# If the divergence of a vector field is zero

## Homework Statement

If the divergence of a vector field is zero, I know that that means that it is the curl of some vector. How do I find that vector?

## Homework Equations

Just the equations for divergence and curl. In TeX:
$$\nabla\cdot u=\frac{\partial u_x}{\partial x}+\frac{\partial u_y}{\partial y}+\frac{\partial u_z}{\partial z}$$
and the equivalent for curl.

## The Attempt at a Solution

I really don't know at all how to find an answer.

Last edited by a moderator:

joob
The divergence of the curl of ANY vector is =0. You can't find that "vector" without some more information, eg boundary conditions.

Homework Helper

## Homework Statement

If the divergence of a vector field is zero, I know that that means that it is the curl of some vector.
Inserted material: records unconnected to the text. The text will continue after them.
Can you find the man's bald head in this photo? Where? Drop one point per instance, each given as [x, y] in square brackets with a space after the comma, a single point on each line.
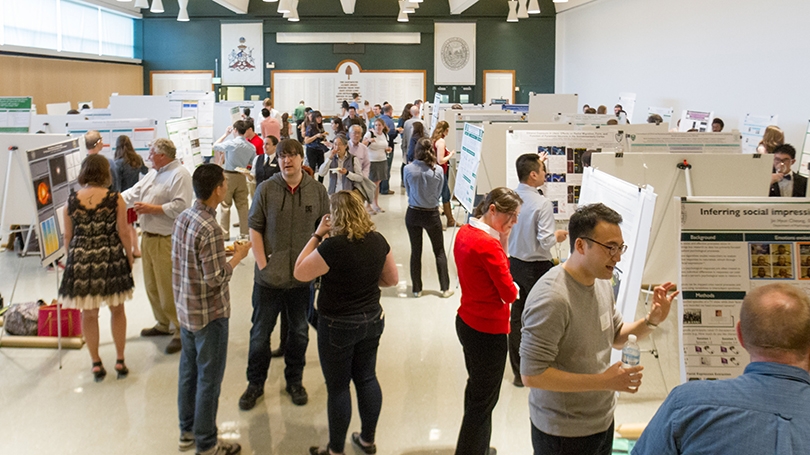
[775, 322]
[93, 142]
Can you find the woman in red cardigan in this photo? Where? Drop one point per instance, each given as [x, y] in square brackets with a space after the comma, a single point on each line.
[482, 323]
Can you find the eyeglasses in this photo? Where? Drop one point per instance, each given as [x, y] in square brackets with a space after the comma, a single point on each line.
[613, 250]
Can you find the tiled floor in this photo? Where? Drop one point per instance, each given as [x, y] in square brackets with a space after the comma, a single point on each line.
[48, 410]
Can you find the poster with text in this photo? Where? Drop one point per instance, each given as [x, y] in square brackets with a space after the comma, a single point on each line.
[454, 53]
[242, 50]
[467, 175]
[564, 150]
[729, 246]
[54, 170]
[15, 114]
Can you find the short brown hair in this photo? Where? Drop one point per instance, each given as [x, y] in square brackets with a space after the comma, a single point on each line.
[776, 319]
[95, 171]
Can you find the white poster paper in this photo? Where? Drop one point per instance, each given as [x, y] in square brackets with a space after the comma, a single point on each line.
[242, 50]
[467, 175]
[752, 129]
[684, 142]
[727, 248]
[696, 120]
[636, 206]
[454, 53]
[628, 103]
[664, 112]
[185, 135]
[564, 164]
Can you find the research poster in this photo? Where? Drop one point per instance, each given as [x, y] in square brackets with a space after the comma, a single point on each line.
[184, 133]
[564, 150]
[696, 120]
[753, 128]
[54, 170]
[141, 132]
[15, 114]
[727, 248]
[684, 142]
[467, 175]
[664, 112]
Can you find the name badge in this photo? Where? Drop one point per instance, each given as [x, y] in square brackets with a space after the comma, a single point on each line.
[605, 321]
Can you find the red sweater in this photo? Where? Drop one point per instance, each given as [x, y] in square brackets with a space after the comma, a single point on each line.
[487, 288]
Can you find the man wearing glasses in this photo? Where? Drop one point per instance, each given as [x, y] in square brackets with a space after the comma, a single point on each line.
[570, 324]
[785, 182]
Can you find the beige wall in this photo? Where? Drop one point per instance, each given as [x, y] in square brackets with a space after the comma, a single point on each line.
[51, 80]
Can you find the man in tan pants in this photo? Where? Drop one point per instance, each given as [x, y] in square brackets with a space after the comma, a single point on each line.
[158, 198]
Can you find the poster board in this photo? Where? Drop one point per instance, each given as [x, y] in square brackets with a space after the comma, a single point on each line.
[544, 106]
[199, 105]
[661, 170]
[54, 170]
[325, 90]
[665, 142]
[564, 163]
[804, 159]
[752, 129]
[15, 114]
[636, 205]
[141, 131]
[185, 135]
[18, 208]
[467, 174]
[496, 168]
[664, 112]
[727, 247]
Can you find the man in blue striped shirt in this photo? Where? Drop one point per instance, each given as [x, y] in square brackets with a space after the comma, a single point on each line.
[764, 411]
[200, 275]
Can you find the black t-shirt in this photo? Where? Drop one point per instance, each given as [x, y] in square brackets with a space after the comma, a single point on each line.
[352, 284]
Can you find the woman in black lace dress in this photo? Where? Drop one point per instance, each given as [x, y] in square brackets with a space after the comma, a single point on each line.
[99, 259]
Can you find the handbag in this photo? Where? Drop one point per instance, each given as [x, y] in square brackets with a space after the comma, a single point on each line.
[71, 321]
[21, 318]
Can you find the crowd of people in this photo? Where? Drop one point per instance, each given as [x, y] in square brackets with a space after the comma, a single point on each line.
[309, 227]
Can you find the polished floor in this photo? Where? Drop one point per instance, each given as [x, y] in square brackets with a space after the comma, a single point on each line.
[45, 409]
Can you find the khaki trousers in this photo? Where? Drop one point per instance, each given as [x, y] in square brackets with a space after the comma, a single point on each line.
[237, 194]
[156, 254]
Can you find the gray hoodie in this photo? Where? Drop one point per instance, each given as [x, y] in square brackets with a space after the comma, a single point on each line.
[287, 221]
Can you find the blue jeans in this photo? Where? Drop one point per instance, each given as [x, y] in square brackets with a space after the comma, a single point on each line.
[347, 349]
[267, 304]
[202, 365]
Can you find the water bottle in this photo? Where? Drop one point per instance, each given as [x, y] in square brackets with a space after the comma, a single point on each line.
[631, 354]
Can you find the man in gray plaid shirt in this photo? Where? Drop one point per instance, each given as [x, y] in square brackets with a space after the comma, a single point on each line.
[200, 276]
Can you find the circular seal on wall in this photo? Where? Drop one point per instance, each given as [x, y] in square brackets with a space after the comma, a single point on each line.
[455, 53]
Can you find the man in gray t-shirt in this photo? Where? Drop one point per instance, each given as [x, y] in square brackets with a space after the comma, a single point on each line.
[570, 323]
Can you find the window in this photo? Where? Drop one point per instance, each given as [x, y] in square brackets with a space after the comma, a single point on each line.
[66, 26]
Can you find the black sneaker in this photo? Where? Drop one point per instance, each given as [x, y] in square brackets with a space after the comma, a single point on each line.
[298, 394]
[248, 399]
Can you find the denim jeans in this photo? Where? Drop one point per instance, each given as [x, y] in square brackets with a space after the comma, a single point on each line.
[415, 221]
[267, 304]
[347, 349]
[202, 365]
[596, 444]
[485, 358]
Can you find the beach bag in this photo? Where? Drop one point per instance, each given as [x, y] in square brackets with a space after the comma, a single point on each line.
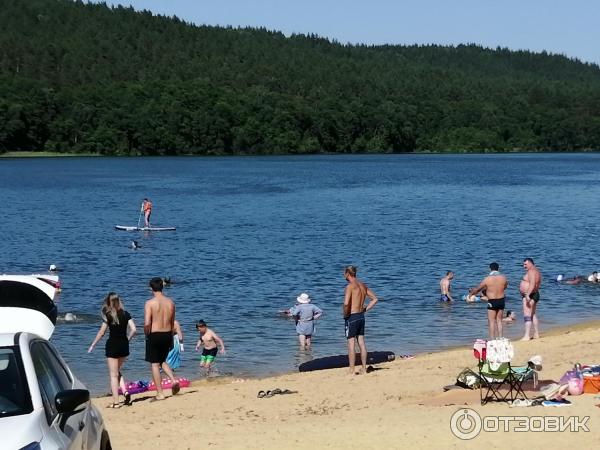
[575, 386]
[591, 385]
[468, 379]
[499, 351]
[479, 349]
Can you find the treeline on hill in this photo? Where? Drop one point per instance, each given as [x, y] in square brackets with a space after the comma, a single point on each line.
[78, 77]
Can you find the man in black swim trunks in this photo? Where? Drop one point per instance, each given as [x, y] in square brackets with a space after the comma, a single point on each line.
[495, 285]
[354, 315]
[159, 322]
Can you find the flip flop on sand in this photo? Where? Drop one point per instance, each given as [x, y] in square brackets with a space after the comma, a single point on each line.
[268, 394]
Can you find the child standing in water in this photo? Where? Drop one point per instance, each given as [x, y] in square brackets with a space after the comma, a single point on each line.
[305, 315]
[209, 340]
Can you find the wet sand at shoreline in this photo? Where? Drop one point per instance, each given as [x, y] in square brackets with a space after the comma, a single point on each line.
[401, 403]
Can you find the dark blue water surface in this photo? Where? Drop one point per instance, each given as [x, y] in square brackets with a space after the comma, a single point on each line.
[253, 233]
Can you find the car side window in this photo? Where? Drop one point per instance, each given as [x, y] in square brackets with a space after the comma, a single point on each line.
[51, 376]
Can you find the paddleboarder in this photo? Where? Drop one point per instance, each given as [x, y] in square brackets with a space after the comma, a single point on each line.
[147, 210]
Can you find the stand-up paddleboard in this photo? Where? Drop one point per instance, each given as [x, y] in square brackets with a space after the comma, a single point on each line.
[126, 228]
[336, 362]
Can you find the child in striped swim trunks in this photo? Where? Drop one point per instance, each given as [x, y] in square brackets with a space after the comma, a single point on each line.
[211, 342]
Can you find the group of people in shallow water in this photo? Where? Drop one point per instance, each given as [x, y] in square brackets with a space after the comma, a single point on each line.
[353, 312]
[162, 331]
[492, 290]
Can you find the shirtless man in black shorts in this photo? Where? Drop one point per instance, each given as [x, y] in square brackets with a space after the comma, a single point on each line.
[354, 314]
[494, 284]
[530, 291]
[159, 319]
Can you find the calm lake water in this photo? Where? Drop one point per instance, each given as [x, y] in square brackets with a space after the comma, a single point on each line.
[253, 233]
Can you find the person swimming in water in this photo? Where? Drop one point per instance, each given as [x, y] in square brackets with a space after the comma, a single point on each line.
[470, 298]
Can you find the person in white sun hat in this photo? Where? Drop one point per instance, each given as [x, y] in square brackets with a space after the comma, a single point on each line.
[305, 315]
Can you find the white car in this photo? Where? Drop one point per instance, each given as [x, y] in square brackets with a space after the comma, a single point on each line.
[42, 404]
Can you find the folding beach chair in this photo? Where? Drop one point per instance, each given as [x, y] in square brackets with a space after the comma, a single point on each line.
[502, 384]
[498, 378]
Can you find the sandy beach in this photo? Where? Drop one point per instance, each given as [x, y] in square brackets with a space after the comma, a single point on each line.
[401, 404]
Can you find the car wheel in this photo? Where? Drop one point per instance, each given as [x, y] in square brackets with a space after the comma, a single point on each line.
[105, 441]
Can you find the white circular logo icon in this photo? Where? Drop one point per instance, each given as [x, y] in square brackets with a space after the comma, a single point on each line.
[465, 424]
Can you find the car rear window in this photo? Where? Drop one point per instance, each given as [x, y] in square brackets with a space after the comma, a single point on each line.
[14, 393]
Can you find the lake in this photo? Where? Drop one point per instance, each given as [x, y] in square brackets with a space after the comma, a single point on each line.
[255, 232]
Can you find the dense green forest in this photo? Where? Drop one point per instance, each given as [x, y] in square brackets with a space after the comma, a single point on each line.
[77, 77]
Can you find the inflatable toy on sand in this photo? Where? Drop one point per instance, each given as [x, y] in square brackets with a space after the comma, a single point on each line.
[167, 384]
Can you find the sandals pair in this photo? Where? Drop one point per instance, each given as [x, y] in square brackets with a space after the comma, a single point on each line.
[268, 394]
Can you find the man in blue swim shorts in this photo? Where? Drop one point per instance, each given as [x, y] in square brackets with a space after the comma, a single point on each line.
[354, 314]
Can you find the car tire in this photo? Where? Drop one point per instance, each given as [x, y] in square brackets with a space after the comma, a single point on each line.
[105, 441]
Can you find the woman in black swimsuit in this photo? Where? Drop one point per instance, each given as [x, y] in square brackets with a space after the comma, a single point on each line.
[118, 322]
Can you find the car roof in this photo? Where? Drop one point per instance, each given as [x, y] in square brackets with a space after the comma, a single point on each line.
[26, 305]
[7, 339]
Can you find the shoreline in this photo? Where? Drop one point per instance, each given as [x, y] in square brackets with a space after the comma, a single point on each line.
[552, 332]
[20, 154]
[45, 154]
[400, 403]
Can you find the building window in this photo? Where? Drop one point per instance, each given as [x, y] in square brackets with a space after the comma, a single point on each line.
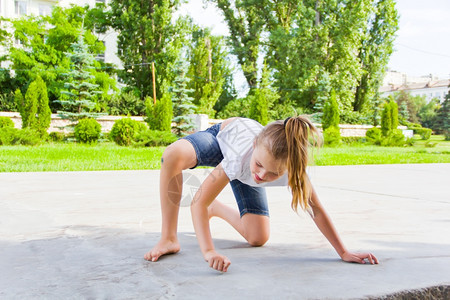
[20, 8]
[45, 10]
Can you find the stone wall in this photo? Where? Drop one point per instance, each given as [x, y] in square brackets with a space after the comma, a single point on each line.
[202, 122]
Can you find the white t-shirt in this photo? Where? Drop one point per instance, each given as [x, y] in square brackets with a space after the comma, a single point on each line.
[236, 144]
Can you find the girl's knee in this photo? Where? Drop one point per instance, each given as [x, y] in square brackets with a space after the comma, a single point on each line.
[180, 154]
[258, 240]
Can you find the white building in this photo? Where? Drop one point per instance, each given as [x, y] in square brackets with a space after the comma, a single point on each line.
[428, 86]
[17, 8]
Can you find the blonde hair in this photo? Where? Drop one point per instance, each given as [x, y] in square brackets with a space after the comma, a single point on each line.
[289, 142]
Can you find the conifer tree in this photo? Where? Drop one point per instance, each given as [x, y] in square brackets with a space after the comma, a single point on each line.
[36, 113]
[79, 87]
[182, 103]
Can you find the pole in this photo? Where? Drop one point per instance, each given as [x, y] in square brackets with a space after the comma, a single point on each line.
[154, 82]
How do I find that vector?
the statement: $$\nabla\cdot(\nabla\times A)=0$$ is true for all vector field A. So without any additional info, you just have an arbitrary vector field.

So when a problem gives a vector field where it's divergence is zero, and it asks to find a vector field such that the curl of the vector field is the given vector field, I can just choose any vector field?

$$\frac{\partial h}{\partial y}-\frac{\partial g}{\partial z}= u$$
$$\frac{\partial f}{\partial z}- \frac{\partial h}{\partial x}= v$$
$$\frac{\partial g}{\partial x}- \frac{\partial f}{\partial x}= w$$